The Law Offices of Mary N. Chaney, P.L.L.C.
The Cyber Security Law Firm of Texas

Mary's Blog

The Breach Whisperer

About Mary....

Mary N. Chaney, Esq., CISSP® is a former Special Agent for the FBI where she investigated cybercrime, a seasoned corporate executive that built and operated information security teams and now a cybersecurity attorney.

As a self-described “Breach Whisperer” our firm can train your company to properly prepare for your eventual breach!

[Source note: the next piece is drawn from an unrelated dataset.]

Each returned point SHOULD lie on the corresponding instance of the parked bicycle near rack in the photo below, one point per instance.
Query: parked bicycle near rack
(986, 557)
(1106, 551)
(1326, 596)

The overall goal of our firm is to use our wealth of knowledge and expertise to help support, translate and advise, Boards of Directors, CIO's, CISO's and General Counsel's on how to legally protect their company from cyber related risk.

Blog Entries


 

Who's The Best Of The Worst On Cybersecurity? Academia.

See Article Here

When I read the above article, I had to smile. It took me back to my cyber crime investigation days working on a distributed denial of service (DDoS) attack case. The investigation pointed to a server located in a local university. Wow! You cannot imagine how difficult it was, in California no less, to get the university to do anything about the issue. Eventually, when I tracked the IP address and the university determined no detrimental harm would be done by taking the server offline, the DDoS stopped, and the victim was very happy with the FBI! 

Academia is a place for education, and everyone comes together in an open environment to share and make the community better. Uh huh, and historically no real thought is given to security and gasp …. restricting things. The average college or university has student and parent info, i.e. names, address, dates of birth, social security numbers, grading info, medical records, credit card numbers, etc. and hackers always go after the weakest link, so colleges and universities are huge targets.

So why is it that a college that offers cyber security education, not practicing what it is teaching? Well I recall interviewing for a CISO role at my undergraduate alma mater and lets just the salary wasn’t even close to market value. Talent would be one. But I never understand why there is so much trepidation to have students secure their own network. Given appropriate guardrails through oversight a university could get free labor. Just think, start them off freshman year, building analyst skills then by senior year they are hunters. That would solve the problem of students not being prepared to enter the workforce and universities being poor at cyber security. Given some thought and planning it really could work!